Male Incontinence Facts
What is urinary incontinence?
Urinary incontinence is the loss of bladder control, resulting in the accidental leakage of urine from the body. For example, a man may feel a strong, sudden need, or urgency, to urinate just before losing a large amount of urine, called urgency incontinence.
Stress urinary incontinence
- This is the most common type of incontinence after prostate surgery. It happens when the muscle that squeezes the urethra to keep urine in the bladder is weak or damaged, or the nerves that help the muscle work have been damaged.
- Stress incontinence may cause you to leak urine when you cough, laugh, sneeze, lift heavy objects or exercise. You may sleep through the night without having to get up to go to the bathroom, but leak when you get up in the morning.
- Going to the bathroom more often is a way to handle stress incontinence.
Anatomy of stress urinary incontinence
In a normal male, the bladder neck and the prostate are closed at rest, as are the muscles of the external sphincter. When the prostate is removed, the bladder neck will no longer be closed at rest and since the prostate has been removed, only the external sphincter is left to control urine. In some men, this is not enough to hold urine back when coughing or sneezing.
When the bladder has a hard time emptying and more urine is made than it can hold, this is called overflow incontinence. Overflow incontinence is usually caused by a blockage or narrowing caused by scar tissue. It also may happen when the bladder muscle is not strong enough to get all the urine out.
Signs of overflow incontinence include
- Getting up often during the night to go to the bathroom
- Taking a long time to urinate or having a weak, dribbling stream, with little force
- You may pass small amounts of urine and not feel that your bladder is empty or you may feel like you have to go to the bathroom but cannot
- You may also leak urine throughout the day
Urge urinary incontinence
Urge incontinence is also known as an overactive bladder. This condition occurs when the bladder muscle contracts too often without warning and you cannot control it. This can be caused by a prostate infection or bladder irritation from radiation therapy.
With this type of incontinence, even a small amount of urine in the bladder can trigger a strong need to pass urine. Because you cannot hold a normal amount of urine, you have to go to the bathroom a lot and may wet yourself if you don’t get there right away. You may feel as if you have a weak bladder or that liquids go right through you. You may even wet the bed at night.
Anatomy of urge urinary incontinence
As a man ages, it is not uncommon for the prostate to increase in size, causing the bladder to work harder to eliminate urine. When the bladder has to work harder to empty it becomes more irritable, leading to frequent urination, getting up at night to urinate and having the sudden urge to urinate. In severe cases, the urge to urinate can be so drastic that it actually causes a man to leak urine on the way to the bathroom.
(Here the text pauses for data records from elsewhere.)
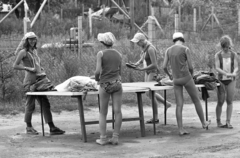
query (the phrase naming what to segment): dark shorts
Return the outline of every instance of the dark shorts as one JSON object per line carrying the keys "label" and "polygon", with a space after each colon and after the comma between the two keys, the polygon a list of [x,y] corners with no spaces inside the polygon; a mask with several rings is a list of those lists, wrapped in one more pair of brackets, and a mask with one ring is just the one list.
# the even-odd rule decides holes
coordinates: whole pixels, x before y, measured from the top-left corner
{"label": "dark shorts", "polygon": [[233,80],[220,80],[225,86],[229,85]]}
{"label": "dark shorts", "polygon": [[111,94],[118,92],[122,89],[122,82],[120,79],[117,79],[111,82],[101,83],[100,87],[103,88],[105,92]]}

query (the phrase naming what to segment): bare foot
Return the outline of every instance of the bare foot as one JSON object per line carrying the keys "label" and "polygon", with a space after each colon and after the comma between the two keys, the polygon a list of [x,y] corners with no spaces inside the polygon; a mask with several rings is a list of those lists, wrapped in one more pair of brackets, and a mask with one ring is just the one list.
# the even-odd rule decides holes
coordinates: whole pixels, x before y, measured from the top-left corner
{"label": "bare foot", "polygon": [[168,102],[167,103],[167,109],[170,108],[172,106],[172,103]]}
{"label": "bare foot", "polygon": [[211,120],[206,121],[205,124],[203,125],[203,129],[208,130],[208,126],[211,124]]}
{"label": "bare foot", "polygon": [[186,131],[185,129],[182,129],[179,131],[179,136],[189,135],[190,133]]}

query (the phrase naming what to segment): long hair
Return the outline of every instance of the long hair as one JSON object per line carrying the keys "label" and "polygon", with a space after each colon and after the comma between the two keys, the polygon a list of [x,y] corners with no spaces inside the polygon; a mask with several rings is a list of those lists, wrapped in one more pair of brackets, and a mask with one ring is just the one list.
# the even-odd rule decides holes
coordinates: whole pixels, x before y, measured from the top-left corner
{"label": "long hair", "polygon": [[[29,48],[30,48],[30,44],[28,42],[28,39],[29,38],[25,39],[25,42],[23,44],[23,48],[26,49],[26,51],[29,51]],[[35,45],[33,46],[33,49],[37,49],[37,41],[36,41]]]}

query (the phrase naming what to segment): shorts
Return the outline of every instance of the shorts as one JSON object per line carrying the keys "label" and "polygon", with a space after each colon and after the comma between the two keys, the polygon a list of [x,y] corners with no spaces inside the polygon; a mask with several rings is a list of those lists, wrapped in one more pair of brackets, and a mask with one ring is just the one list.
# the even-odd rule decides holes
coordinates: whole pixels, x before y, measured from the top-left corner
{"label": "shorts", "polygon": [[229,85],[233,80],[220,80],[225,86]]}
{"label": "shorts", "polygon": [[100,87],[103,88],[108,94],[111,94],[122,89],[122,82],[120,79],[117,79],[111,82],[100,83]]}

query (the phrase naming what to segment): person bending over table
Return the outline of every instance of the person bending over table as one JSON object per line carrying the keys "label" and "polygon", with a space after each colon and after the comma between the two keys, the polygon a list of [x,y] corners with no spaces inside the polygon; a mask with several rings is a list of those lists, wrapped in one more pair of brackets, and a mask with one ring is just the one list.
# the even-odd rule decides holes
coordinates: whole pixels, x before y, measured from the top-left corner
{"label": "person bending over table", "polygon": [[[134,67],[133,69],[139,70],[139,71],[145,71],[145,77],[144,81],[145,82],[150,82],[154,81],[157,78],[157,74],[159,73],[159,68],[157,65],[157,50],[153,46],[153,44],[147,40],[147,38],[144,36],[142,33],[136,33],[131,40],[133,43],[136,43],[139,47],[142,48],[143,52],[141,54],[141,58],[138,62],[136,62],[134,65],[137,67]],[[143,67],[138,67],[140,64],[143,63]],[[148,97],[151,99],[151,93],[149,92]],[[158,119],[158,101],[164,104],[164,98],[156,93],[155,94],[155,99],[154,99],[154,105],[155,105],[155,120],[151,118],[148,120],[146,123],[159,123]],[[167,101],[167,109],[171,107],[172,103]]]}
{"label": "person bending over table", "polygon": [[[16,70],[24,70],[25,77],[23,80],[24,91],[29,92],[30,86],[34,84],[38,79],[46,76],[43,68],[40,66],[40,58],[37,54],[37,36],[34,32],[28,32],[22,39],[21,46],[16,51],[17,57],[13,63],[13,68]],[[22,50],[20,47],[23,47]],[[22,62],[22,64],[21,64]],[[50,103],[46,96],[26,96],[25,104],[25,119],[27,124],[26,133],[31,135],[37,135],[38,132],[32,127],[32,113],[35,110],[35,100],[37,100],[40,106],[43,106],[43,114],[45,122],[48,123],[50,128],[50,134],[64,134],[65,131],[56,127],[53,123],[52,113],[50,110]]]}
{"label": "person bending over table", "polygon": [[[190,50],[188,47],[183,45],[185,42],[183,34],[181,32],[174,33],[173,42],[174,45],[166,50],[163,69],[169,78],[171,80],[173,79],[174,94],[176,99],[176,118],[179,135],[182,136],[189,134],[189,132],[183,128],[182,121],[182,110],[184,102],[183,87],[185,87],[188,94],[190,95],[204,129],[207,129],[210,121],[205,121],[204,119],[202,105],[198,97],[197,88],[192,78],[193,67],[190,58]],[[172,74],[170,74],[167,69],[168,63],[170,63]]]}
{"label": "person bending over table", "polygon": [[[236,76],[238,72],[237,54],[232,50],[232,39],[225,35],[221,37],[219,46],[221,50],[215,54],[215,66],[218,72],[218,79],[223,83],[225,93],[217,93],[218,101],[216,107],[217,126],[220,128],[232,129],[231,116],[233,110],[233,98],[236,88]],[[227,102],[226,124],[221,123],[222,106]]]}
{"label": "person bending over table", "polygon": [[[106,47],[106,49],[97,53],[97,65],[95,71],[95,80],[100,84],[100,139],[97,139],[96,143],[100,145],[108,143],[117,145],[122,125],[122,55],[116,49],[112,48],[116,39],[111,32],[99,33],[97,39]],[[106,135],[106,119],[110,97],[112,98],[112,107],[115,114],[115,126],[112,138],[108,140]]]}

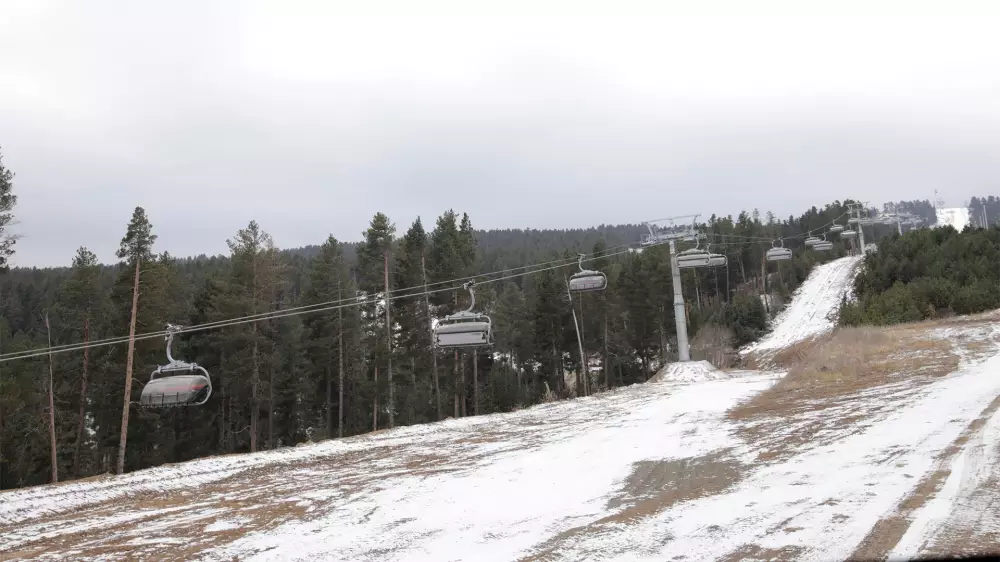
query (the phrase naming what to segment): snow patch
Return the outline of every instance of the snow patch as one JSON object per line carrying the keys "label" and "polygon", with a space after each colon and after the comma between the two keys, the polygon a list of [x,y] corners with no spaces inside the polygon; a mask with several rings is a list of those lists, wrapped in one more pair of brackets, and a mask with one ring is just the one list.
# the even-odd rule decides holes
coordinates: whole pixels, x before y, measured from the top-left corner
{"label": "snow patch", "polygon": [[716,369],[708,361],[688,361],[666,365],[653,375],[650,382],[702,382],[728,378],[729,373]]}
{"label": "snow patch", "polygon": [[968,224],[969,209],[965,207],[937,210],[937,224],[935,226],[953,226],[955,230],[962,231]]}
{"label": "snow patch", "polygon": [[792,296],[792,302],[774,319],[774,329],[740,353],[776,351],[833,330],[840,301],[851,294],[859,256],[848,256],[816,266]]}

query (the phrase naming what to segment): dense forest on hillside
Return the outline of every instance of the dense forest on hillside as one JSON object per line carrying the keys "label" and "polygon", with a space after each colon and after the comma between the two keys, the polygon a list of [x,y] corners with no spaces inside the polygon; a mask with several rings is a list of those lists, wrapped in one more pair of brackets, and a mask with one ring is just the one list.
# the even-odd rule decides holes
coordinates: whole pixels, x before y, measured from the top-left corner
{"label": "dense forest on hillside", "polygon": [[1000,224],[1000,197],[990,195],[970,199],[969,222],[978,228]]}
{"label": "dense forest on hillside", "polygon": [[948,226],[890,236],[865,257],[846,325],[897,324],[1000,307],[1000,229]]}
{"label": "dense forest on hillside", "polygon": [[[834,202],[784,221],[756,211],[709,217],[702,244],[728,265],[683,272],[694,357],[725,361],[761,335],[765,285],[787,296],[815,263],[847,252],[839,241],[826,254],[802,245],[805,232],[843,223],[844,213]],[[330,237],[278,250],[266,223],[250,221],[228,241],[228,256],[175,258],[157,251],[143,208],[125,219],[117,264],[101,265],[81,247],[70,267],[0,277],[2,488],[115,472],[119,451],[128,471],[509,411],[645,381],[676,357],[668,249],[638,250],[638,225],[480,231],[451,210],[401,226],[377,213],[360,242]],[[795,258],[768,264],[764,252],[779,237]],[[585,266],[606,272],[609,284],[570,302],[566,279],[578,253],[594,258]],[[495,345],[436,352],[432,318],[467,306],[461,279],[470,276]],[[133,312],[130,357],[122,337]],[[246,317],[254,321],[227,322]],[[140,406],[149,374],[166,362],[165,324],[212,322],[174,345],[176,357],[211,373],[208,402]],[[66,347],[48,354],[50,342]]]}

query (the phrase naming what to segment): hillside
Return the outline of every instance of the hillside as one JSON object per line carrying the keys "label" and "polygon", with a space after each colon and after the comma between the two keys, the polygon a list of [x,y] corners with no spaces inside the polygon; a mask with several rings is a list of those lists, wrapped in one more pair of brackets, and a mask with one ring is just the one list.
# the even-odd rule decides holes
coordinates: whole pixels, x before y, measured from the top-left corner
{"label": "hillside", "polygon": [[[842,294],[852,260],[817,270],[789,310]],[[780,371],[674,364],[645,384],[512,413],[3,492],[0,554],[478,561],[982,552],[1000,524],[988,508],[1000,501],[990,485],[1000,477],[998,319],[824,329],[792,344],[801,349]],[[788,313],[773,333],[826,321]]]}

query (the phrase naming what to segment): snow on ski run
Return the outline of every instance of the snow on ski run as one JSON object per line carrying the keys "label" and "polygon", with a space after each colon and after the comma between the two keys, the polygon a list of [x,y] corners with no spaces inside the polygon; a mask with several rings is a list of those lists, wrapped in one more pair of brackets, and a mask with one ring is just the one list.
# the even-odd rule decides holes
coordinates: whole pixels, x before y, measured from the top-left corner
{"label": "snow on ski run", "polygon": [[937,224],[935,226],[953,226],[955,230],[961,232],[970,222],[969,209],[966,207],[954,207],[950,209],[937,210]]}
{"label": "snow on ski run", "polygon": [[[990,536],[1000,523],[991,322],[927,329],[953,350],[950,374],[899,373],[778,413],[733,414],[776,392],[780,374],[671,365],[661,373],[673,381],[509,414],[4,492],[0,559],[838,560],[955,549],[963,533]],[[928,494],[922,483],[943,469]],[[920,494],[922,507],[900,507]],[[900,521],[898,535],[873,531]]]}
{"label": "snow on ski run", "polygon": [[848,256],[813,268],[792,295],[792,302],[772,322],[771,332],[743,348],[741,354],[773,352],[832,331],[840,301],[851,292],[860,263],[860,257]]}

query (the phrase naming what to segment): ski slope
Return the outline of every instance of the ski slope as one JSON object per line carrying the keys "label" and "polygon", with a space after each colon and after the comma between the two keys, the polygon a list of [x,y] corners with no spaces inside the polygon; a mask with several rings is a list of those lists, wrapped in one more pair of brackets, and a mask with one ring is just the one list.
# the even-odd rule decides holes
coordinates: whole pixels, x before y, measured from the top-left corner
{"label": "ski slope", "polygon": [[953,226],[955,230],[962,231],[969,224],[969,209],[966,207],[953,207],[949,209],[937,210],[937,224],[935,226]]}
{"label": "ski slope", "polygon": [[[671,365],[659,382],[508,414],[4,492],[0,559],[953,551],[1000,522],[995,324],[928,329],[961,357],[950,374],[901,372],[785,411],[733,415],[782,394],[781,373]],[[937,475],[939,489],[927,484]]]}
{"label": "ski slope", "polygon": [[841,299],[850,294],[860,263],[860,257],[848,256],[813,268],[792,295],[792,302],[772,322],[771,332],[741,354],[766,355],[833,330]]}

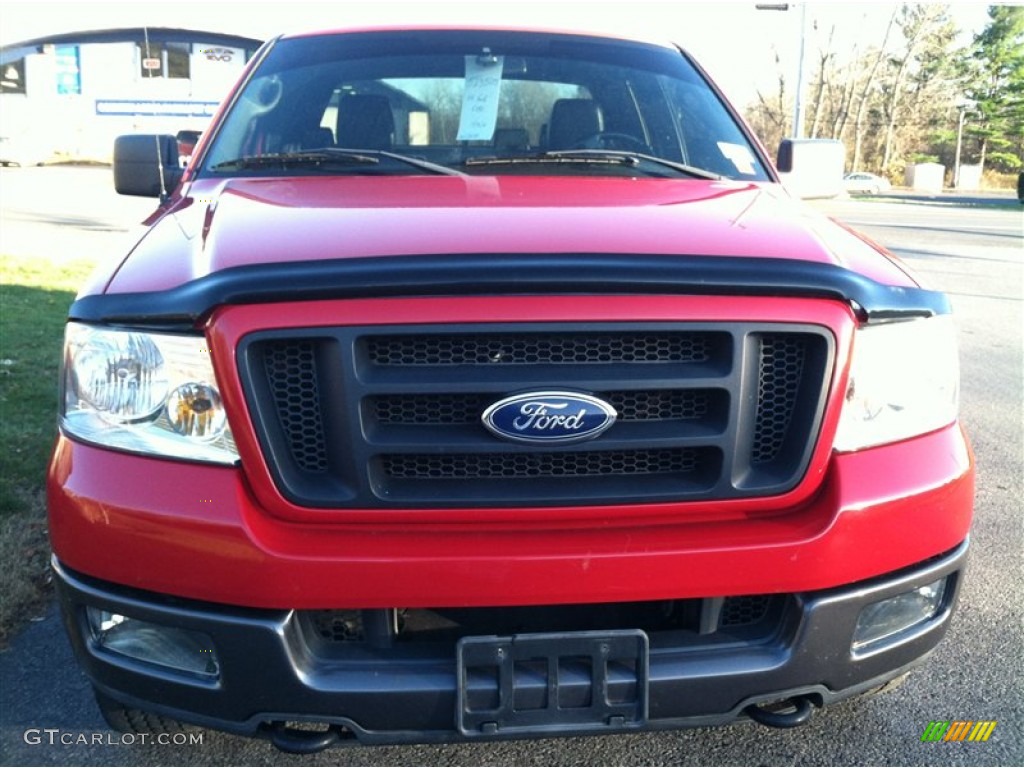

In other cases, the nerves that supply the bladder are damaged. When the bladder loses these nerves, it exhibits a similar pattern of irritability that gets worse overtime. In these cases, the symptoms tend to be worse than in those with an enlarged prostate. The bladder can become thickened and it may not be able to hold as much urine. The process of urinating may not be coordinated, so as the bladder squeezes to empty, the sphincter also squeezes.
Causes of urge urinary incontinence
- Spinal cord injury
- Certain brain injuries
- Multiple sclerosis
- Parkinson’s disease
- Diabetic neuropathy
How common is urinary incontinence in men?
- Urinary incontinence occurs in 11 to 34 percent of older men
- Two to 11 percent of older men report daily UI
- Although more women than men develop UI, the chances of a man developing UI increase with age because he is more likely to develop prostate problems as he ages
- Men are also less likely to speak with a health care professional about UI, so UI in men is probably far more common than statistics show
Having a discussion with a health care professional about UI is the first step to fixing this treatable problem.